Esa exaltación de la primavera, del color, de la música, de olores, de la flor, de recuerdos, pero también de fervor, oración, religiosidad, pasión, muerte y esperanza. Y toda esta apoteosis tiene en la calle su punto más cimero; en esa mezcla de gente, de nuestra gente, que tan bien exterioriza lo que siente; en esa juventud uniformada y de sentimientos cofrades; y, en medio de todo, tanta cara bonita llena de seriedad y respeto.
Calle expectante, que sisea, cuando el cantaor se arranca, para pedir el respetuoso silencio. A ese primer ¡ay! del saetero, el ruido y el murmullo se rompen, y sólo se oye el cimbreo del palio, sus varales y el tintineo de sus tulipas, la Virgen pasa despacio con ese cariño y mimo de sus cargadores. Sólo queda el tambor, mientras que en el resto de la banda que la acompaña hasta se respira suave y tímidamente para no quebrar el compás. Porque la saeta es también un misterio, misterio que es innato y único en este pueblo andaluz, como un hilo de amor, de sentimiento o de inspiración que se establece entre la imagen de Cristo o de la Virgen y el cantaor.

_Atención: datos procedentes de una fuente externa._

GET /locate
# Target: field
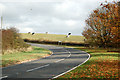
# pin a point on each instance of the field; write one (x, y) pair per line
(102, 64)
(20, 57)
(53, 37)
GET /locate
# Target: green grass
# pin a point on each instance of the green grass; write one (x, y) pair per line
(19, 57)
(102, 64)
(53, 37)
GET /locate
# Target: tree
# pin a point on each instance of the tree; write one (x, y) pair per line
(103, 26)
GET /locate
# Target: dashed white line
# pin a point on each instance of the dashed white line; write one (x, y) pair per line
(59, 60)
(64, 58)
(37, 68)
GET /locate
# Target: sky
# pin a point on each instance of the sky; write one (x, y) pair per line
(52, 16)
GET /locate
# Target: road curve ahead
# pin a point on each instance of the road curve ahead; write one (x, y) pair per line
(60, 62)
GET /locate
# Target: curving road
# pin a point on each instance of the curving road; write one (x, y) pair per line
(60, 62)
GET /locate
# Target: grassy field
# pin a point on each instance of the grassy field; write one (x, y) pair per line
(102, 64)
(20, 57)
(53, 37)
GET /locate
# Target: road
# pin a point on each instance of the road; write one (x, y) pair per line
(60, 62)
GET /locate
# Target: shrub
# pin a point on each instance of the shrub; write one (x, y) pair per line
(12, 40)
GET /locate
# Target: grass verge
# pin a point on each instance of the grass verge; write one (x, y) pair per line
(21, 57)
(101, 65)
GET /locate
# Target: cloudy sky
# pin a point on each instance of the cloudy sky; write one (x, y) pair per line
(53, 16)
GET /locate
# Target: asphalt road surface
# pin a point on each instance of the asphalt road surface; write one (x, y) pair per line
(60, 62)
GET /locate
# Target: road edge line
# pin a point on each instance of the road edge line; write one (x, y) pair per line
(73, 67)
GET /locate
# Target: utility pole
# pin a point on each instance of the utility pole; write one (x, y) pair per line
(1, 22)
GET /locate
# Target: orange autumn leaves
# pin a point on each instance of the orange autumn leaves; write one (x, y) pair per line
(103, 26)
(98, 69)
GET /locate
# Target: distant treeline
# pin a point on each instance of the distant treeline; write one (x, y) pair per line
(56, 42)
(12, 40)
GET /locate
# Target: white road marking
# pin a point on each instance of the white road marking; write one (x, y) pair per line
(37, 68)
(3, 77)
(60, 60)
(72, 68)
(64, 58)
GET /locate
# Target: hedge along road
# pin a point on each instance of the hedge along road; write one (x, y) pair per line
(60, 62)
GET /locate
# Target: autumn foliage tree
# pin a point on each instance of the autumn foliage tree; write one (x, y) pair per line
(103, 26)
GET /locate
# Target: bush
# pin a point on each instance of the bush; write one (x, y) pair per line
(12, 40)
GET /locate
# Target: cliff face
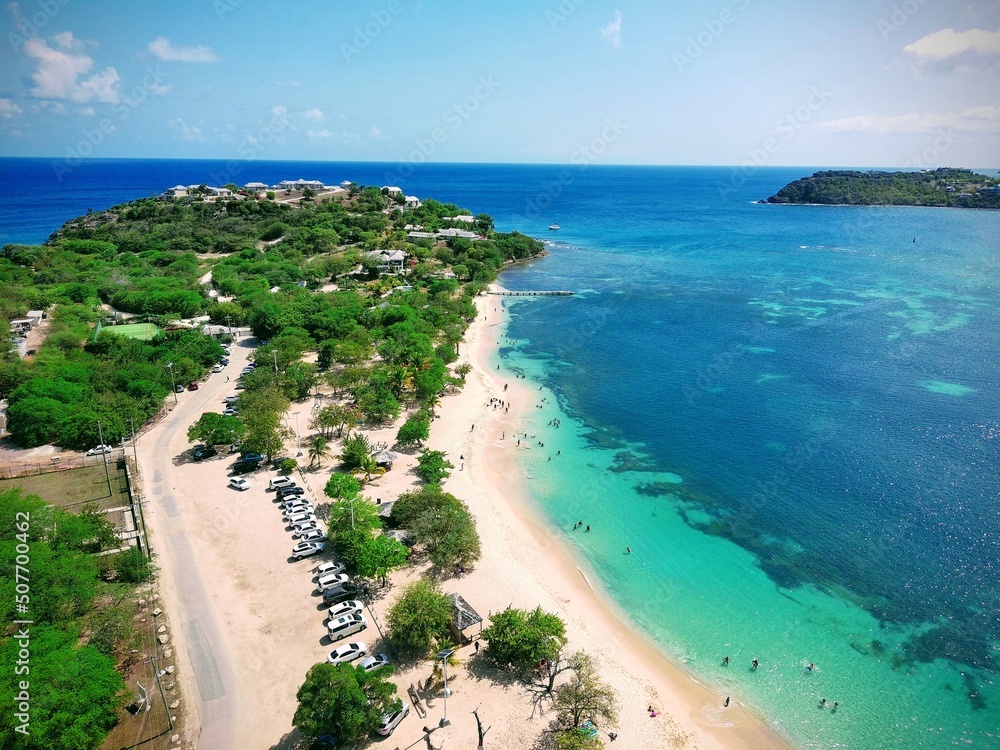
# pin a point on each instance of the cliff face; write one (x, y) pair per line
(957, 188)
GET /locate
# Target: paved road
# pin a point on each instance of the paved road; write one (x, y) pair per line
(183, 584)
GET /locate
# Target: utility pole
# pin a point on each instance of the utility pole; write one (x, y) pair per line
(107, 471)
(173, 385)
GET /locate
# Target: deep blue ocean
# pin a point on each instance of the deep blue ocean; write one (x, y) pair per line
(791, 414)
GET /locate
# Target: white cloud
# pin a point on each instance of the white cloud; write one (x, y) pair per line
(613, 31)
(950, 43)
(974, 120)
(8, 110)
(58, 71)
(186, 132)
(162, 49)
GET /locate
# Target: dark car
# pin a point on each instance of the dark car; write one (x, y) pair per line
(203, 451)
(242, 467)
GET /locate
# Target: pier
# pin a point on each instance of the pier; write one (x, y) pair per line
(550, 293)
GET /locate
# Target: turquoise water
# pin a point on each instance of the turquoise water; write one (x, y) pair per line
(790, 414)
(791, 417)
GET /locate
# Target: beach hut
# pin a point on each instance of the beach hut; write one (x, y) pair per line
(463, 617)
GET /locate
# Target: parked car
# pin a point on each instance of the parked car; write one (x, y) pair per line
(242, 467)
(347, 653)
(391, 720)
(371, 663)
(330, 567)
(304, 529)
(332, 580)
(347, 625)
(305, 549)
(350, 607)
(203, 451)
(280, 481)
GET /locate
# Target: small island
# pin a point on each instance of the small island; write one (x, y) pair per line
(946, 187)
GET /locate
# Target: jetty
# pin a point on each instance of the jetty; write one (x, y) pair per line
(548, 293)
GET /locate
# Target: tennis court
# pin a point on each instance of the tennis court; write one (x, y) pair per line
(141, 331)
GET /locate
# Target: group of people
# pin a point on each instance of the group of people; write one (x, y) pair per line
(753, 666)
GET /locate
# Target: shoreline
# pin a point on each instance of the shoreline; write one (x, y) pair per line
(624, 656)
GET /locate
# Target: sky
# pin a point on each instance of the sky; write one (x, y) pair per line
(877, 83)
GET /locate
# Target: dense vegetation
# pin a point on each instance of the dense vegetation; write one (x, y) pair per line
(957, 188)
(148, 257)
(75, 646)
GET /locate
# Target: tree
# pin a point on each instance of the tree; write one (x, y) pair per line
(216, 429)
(354, 450)
(520, 640)
(433, 467)
(419, 617)
(344, 701)
(319, 448)
(369, 467)
(81, 697)
(585, 696)
(379, 555)
(342, 486)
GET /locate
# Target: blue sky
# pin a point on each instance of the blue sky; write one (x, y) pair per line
(851, 83)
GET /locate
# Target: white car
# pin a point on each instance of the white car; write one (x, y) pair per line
(347, 653)
(391, 721)
(280, 481)
(330, 567)
(331, 580)
(371, 663)
(306, 549)
(301, 531)
(353, 606)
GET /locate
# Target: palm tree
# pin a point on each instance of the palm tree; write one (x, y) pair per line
(319, 448)
(369, 467)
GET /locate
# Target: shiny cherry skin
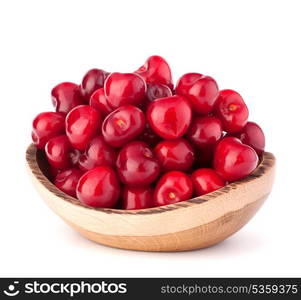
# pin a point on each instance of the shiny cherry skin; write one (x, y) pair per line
(137, 197)
(169, 117)
(156, 70)
(173, 187)
(98, 153)
(200, 90)
(45, 126)
(93, 80)
(175, 155)
(137, 164)
(149, 137)
(123, 125)
(66, 96)
(99, 101)
(206, 181)
(82, 124)
(57, 152)
(231, 109)
(205, 132)
(124, 88)
(234, 160)
(253, 136)
(67, 181)
(99, 187)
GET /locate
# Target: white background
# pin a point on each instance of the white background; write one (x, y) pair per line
(250, 46)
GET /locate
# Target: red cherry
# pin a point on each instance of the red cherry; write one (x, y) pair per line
(66, 96)
(99, 101)
(234, 160)
(67, 181)
(93, 80)
(169, 117)
(57, 152)
(175, 155)
(156, 70)
(206, 181)
(205, 131)
(200, 90)
(149, 137)
(137, 198)
(98, 153)
(123, 125)
(231, 109)
(124, 88)
(82, 124)
(99, 187)
(45, 126)
(137, 165)
(253, 136)
(173, 187)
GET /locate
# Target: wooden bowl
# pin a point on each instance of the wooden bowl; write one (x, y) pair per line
(192, 224)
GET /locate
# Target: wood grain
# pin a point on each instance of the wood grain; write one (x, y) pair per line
(192, 224)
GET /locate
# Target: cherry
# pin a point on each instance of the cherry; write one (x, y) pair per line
(234, 160)
(169, 117)
(99, 187)
(206, 181)
(67, 181)
(175, 155)
(137, 198)
(172, 187)
(123, 125)
(231, 109)
(98, 153)
(124, 88)
(45, 126)
(149, 137)
(253, 136)
(66, 96)
(93, 80)
(205, 131)
(137, 164)
(99, 101)
(82, 124)
(200, 90)
(156, 70)
(57, 152)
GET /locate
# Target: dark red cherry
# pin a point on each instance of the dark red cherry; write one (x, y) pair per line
(82, 124)
(169, 117)
(173, 187)
(234, 160)
(253, 136)
(124, 88)
(137, 164)
(99, 187)
(137, 198)
(98, 153)
(231, 109)
(200, 90)
(156, 70)
(93, 80)
(123, 125)
(57, 152)
(99, 101)
(205, 132)
(66, 96)
(45, 126)
(67, 181)
(206, 181)
(175, 155)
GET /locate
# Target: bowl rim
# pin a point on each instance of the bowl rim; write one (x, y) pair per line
(266, 163)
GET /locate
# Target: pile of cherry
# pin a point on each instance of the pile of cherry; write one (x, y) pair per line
(133, 141)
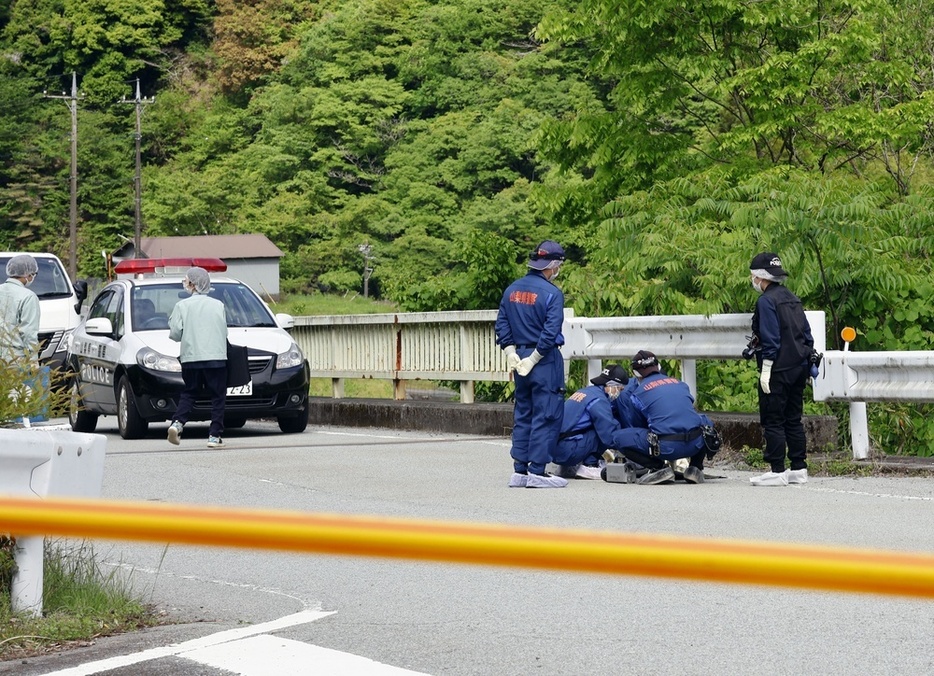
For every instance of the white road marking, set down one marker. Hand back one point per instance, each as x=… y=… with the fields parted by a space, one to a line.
x=868 y=494
x=177 y=649
x=271 y=656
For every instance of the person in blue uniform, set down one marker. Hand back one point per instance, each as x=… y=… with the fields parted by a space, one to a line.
x=784 y=347
x=590 y=427
x=663 y=424
x=528 y=329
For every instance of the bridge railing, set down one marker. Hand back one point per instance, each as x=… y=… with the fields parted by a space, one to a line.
x=461 y=346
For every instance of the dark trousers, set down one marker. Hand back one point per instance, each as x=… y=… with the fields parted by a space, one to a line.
x=537 y=416
x=198 y=379
x=780 y=414
x=637 y=449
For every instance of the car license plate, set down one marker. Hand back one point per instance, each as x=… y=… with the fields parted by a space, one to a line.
x=240 y=390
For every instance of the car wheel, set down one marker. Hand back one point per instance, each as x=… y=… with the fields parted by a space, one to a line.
x=294 y=424
x=129 y=421
x=81 y=420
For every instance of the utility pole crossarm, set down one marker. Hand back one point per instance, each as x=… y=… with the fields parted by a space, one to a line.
x=72 y=103
x=138 y=227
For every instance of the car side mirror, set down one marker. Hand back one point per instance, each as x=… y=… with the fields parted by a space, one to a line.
x=99 y=326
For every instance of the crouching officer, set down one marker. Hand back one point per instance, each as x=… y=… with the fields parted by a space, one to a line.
x=664 y=425
x=589 y=426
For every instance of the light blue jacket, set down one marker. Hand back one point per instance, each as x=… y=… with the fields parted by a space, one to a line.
x=200 y=324
x=19 y=334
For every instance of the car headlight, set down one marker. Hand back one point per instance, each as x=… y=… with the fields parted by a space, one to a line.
x=293 y=357
x=156 y=361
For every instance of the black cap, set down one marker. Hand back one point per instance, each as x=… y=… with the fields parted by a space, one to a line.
x=612 y=375
x=645 y=362
x=770 y=262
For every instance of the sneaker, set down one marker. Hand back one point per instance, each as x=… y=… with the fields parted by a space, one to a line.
x=518 y=480
x=678 y=467
x=797 y=476
x=175 y=432
x=619 y=473
x=546 y=481
x=694 y=475
x=659 y=476
x=585 y=472
x=770 y=479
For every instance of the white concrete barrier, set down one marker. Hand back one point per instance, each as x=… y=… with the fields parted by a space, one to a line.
x=42 y=462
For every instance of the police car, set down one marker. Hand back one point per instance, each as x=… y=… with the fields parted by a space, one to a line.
x=124 y=363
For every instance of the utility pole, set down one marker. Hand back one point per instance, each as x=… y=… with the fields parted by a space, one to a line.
x=138 y=102
x=72 y=103
x=367 y=270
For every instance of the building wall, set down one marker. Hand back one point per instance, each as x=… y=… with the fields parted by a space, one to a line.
x=261 y=275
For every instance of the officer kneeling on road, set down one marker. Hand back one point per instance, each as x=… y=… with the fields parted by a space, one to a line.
x=664 y=426
x=589 y=427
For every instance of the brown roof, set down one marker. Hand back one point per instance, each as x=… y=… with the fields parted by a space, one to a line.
x=217 y=246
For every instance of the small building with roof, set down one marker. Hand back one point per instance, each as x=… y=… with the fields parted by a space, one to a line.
x=253 y=259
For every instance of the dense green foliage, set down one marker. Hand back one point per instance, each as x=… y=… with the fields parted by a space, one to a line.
x=663 y=143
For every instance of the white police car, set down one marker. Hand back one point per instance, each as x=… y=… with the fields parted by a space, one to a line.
x=124 y=363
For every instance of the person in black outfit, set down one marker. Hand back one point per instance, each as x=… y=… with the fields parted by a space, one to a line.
x=784 y=346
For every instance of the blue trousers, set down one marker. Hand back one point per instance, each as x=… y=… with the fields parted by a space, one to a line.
x=637 y=449
x=198 y=378
x=537 y=416
x=581 y=449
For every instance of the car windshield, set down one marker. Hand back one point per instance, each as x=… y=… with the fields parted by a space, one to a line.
x=152 y=305
x=51 y=282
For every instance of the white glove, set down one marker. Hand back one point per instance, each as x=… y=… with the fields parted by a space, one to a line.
x=526 y=365
x=512 y=359
x=766 y=375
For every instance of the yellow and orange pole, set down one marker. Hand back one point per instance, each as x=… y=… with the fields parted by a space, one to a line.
x=741 y=562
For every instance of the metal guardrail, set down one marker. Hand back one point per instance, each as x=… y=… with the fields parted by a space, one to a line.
x=462 y=346
x=402 y=347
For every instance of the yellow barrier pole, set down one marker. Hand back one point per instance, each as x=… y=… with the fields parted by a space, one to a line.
x=746 y=562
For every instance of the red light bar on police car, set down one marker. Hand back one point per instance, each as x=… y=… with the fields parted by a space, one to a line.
x=162 y=266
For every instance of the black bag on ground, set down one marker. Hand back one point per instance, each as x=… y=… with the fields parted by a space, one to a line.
x=238 y=365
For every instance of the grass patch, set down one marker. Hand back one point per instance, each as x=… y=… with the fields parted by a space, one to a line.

Una nueva Semana Santa cuyo pregonero ha sido una vez más de esa nuestra escuela de pregoneros isleños -Juan C. Muñoz Rivero-, como es la querida hermandad de los Afligidos. Una cofradía que nos ha marcado para siempre y que nos ayuda a sobrellevar el inmenso y gravoso peso de esta vida tan poco grata a la que pertenecemos.
Semana isleña que lleva sellados en su alma marinera el arte y la labor de su mantilla y peineta, adorno y realce de mujer, que fundidos componen una solemne ceremonia, un añejo rito triunfal, crisol en donde se mezclan todos los aspectos estéticos en una composición delicadamente labrada y cuidada. Estallido de arte en el escenario de la primavera y la Semana Santa como motivo primero, cuyo resultado final es sublime e inenarrable.
Porque la Semana Santa es también ese conjunto de imágenes y recuerdos que se nos van quedando colgados del alma como aquella túnica recién planchada y reluciente pendiendo del marco superior de aquella puerta familiar; de esa madre cuidadosa que, con especial mimo, la trataba y procedía para un efecto final espléndido. O de olores, tan distintos y únicos en esta venerada semana, como esos roscos tan nuestros o de ese azahar como reclamo de la primavera y de la inminente Pasión. Ese olor a incienso tan propio, que distingue la iglesia de donde proceden aquellos titulares que presenciamos. Y tantos otros motivos que conforman esta bendita celebración de la pasión y muerte de Cristo.